Data Curation Workflow
Your LLMOps pipeline begins with data. This lesson builds the automated workflow that transforms domain knowledge into training-ready datasets.
The Data Curation Challenge
Fine-tuning requires high-quality, domain-specific training data. But most domains lack curated datasets:
| Challenge | Impact | Solution |
|---|---|---|
| No existing dataset | Cannot train | Generate synthetic examples |
| Low quality data | Model learns bad patterns | Automated quality checks |
| Duplicate examples | Wasted training compute | Deduplication pipeline |
| Wrong format | Training fails | Format validation |
| Insufficient quantity | Underfitting | Synthetic augmentation |
Your data pipeline solves all these challenges automatically.
Complete Data Pipeline
┌─────────────────────────────────────────────────────────────────┐
│ DATA CURATION PIPELINE │
├─────────────────────────────────────────────────────────────────┤
│ │
│ ┌──────────┐ ┌──────────┐ ┌──────────┐ ┌──────────┐ │
│ │ SEED │──▶│ GENERATE │──▶│ CLEAN │──▶│ FORMAT │ │
│ │ EXAMPLES │ │ SYNTHETIC│ │ DATA │ │ DATA │ │
│ └──────────┘ └──────────┘ └──────────┘ └──────────┘ │
│ │ │ │ │ │
│ ▼ ▼ ▼ ▼ │
│ 5-10 manual 100-200 LLM Deduplicate JSONL format │
│ examples generated Validate Train/Val split │
│ │
│ ┌────────────────────────────────────────────────────────┐ │
│ │ QUALITY VALIDATION │ │
│ │ ├── Format check (100% valid) │ │
│ │ ├── Deduplication (< 5% duplicates) │ │
│ │ └── Token distribution (mean < 2048) │ │
│ └────────────────────────────────────────────────────────┘ │
│ │
│ OUTPUT: train.jsonl + validation.jsonl + quality_report.json │
│ │
└─────────────────────────────────────────────────────────────────┘
Stage 1: Seed Examples
Create 5-10 high-quality examples that demonstrate your domain:
# seed_examples.py
SEED_EXAMPLES = [
{
"messages": [
{"role": "user", "content": "Add a task: Buy groceries"},
{"role": "assistant", "content": None,
"tool_calls": [{
"type": "function",
"function": {
"name": "add_task",
"arguments": '{"title": "Buy groceries", "priority": "medium"}'
}
}]}
]
},
{
"messages": [
{"role": "user", "content": "What tasks are due today?"},
{"role": "assistant", "content": None,
"tool_calls": [{
"type": "function",
"function": {
"name": "get_tasks",
"arguments": '{"due_date": "today"}'
}
}]}
]
},
{
"messages": [
{"role": "user", "content": "Mark the groceries task as done"},
{"role": "assistant", "content": None,
"tool_calls": [{
"type": "function",
"function": {
"name": "update_task",
"arguments": '{"task_id": "search:groceries", "status": "completed"}'
}
}]}
]
},
# Add 2-7 more examples covering different operations
]
Seed Example Principles:
| Principle | Why | Example |
|---|---|---|
| Cover all operations | Model learns full capability | add, get, update, delete |
| Vary input patterns | Model generalizes | Formal, casual, abbreviated |
| Include edge cases | Model handles unusual inputs | Empty fields, special chars |
| Match production format | Training = inference | Same tool calling schema |
Stage 2: Synthetic Generation
Use an LLM to generate diverse examples from your seeds:
# synthetic_generator.py
import json
from anthropic import Anthropic
def generate_synthetic_examples(seed_examples: list, count: int = 200) -> list:
"""Generate synthetic training examples from seed examples."""
client = Anthropic()
synthetic_examples = []
# Create prompt with seed examples as demonstrations
prompt = f"""You are generating training data for a task management AI.

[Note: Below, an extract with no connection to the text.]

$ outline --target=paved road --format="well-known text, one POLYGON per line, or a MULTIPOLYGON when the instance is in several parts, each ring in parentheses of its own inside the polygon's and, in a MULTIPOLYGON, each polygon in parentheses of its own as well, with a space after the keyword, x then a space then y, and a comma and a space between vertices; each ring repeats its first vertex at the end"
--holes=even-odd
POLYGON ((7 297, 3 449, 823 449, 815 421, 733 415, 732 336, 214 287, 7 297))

Here are example interactions:
{json.dumps(seed_examples[:3], indent=2)}
Generate {count} NEW, DIVERSE examples following the same format.
Vary:
- User phrasing (formal, casual, abbreviated)
- Task types (work, personal, urgent, routine)
- Operations (add, update, delete, query, list)
- Edge cases (empty fields, special characters, long titles)
Output as JSON array. Each example must have "messages" with user and assistant turns.
The assistant should use tool_calls, not text responses.
IMPORTANT: Generate realistic, diverse examples. No duplicates."""
response = client.messages.create(
model="claude-sonnet-4-20250514",
max_tokens=8000,
messages=[{"role": "user", "content": prompt}]
)
# Parse response
try:
generated = json.loads(response.content[0].text)
synthetic_examples.extend(generated)
except json.JSONDecodeError:
# Handle partial JSON
pass
return synthetic_examples
Output:
[
{
"messages": [
{"role": "user", "content": "remind me to call mom tomorrow"},
{"role": "assistant", "content": null,
"tool_calls": [{"type": "function", "function": {
"name": "add_task",
"arguments": "{\"title\": \"Call mom\", \"due_date\": \"tomorrow\"}"
}}]}
]
},
{
"messages": [
{"role": "user", "content": "delete all completed tasks"},
{"role": "assistant", "content": null,
"tool_calls": [{"type": "function", "function": {
"name": "delete_tasks",
"arguments": "{\"filter\": {\"status\": \"completed\"}}"
}}]}
]
}
// ... 198 more examples
]
Cost Estimate:
Input tokens: ~2,000 (prompt)
Output tokens: ~50,000 (200 examples)
Claude Sonnet: $0.003/1K input + $0.015/1K output
Total: ~$0.76 per generation run
Stage 3: Data Cleaning
Clean and validate your combined dataset:
# data_cleaner.py
import json
import hashlib
from typing import List, Dict, Set
class DataCleaner:
def __init__(self):
self.seen_hashes: Set[str] = set()
self.format_errors: List[Dict] = []
def clean_dataset(self, examples: List[Dict]) -> List[Dict]:
"""Clean and deduplicate examples."""
cleaned = []
for i, example in enumerate(examples):
# Validate format
if not self._validate_format(example, i):
continue
# Check for duplicates
example_hash = self._compute_hash(example)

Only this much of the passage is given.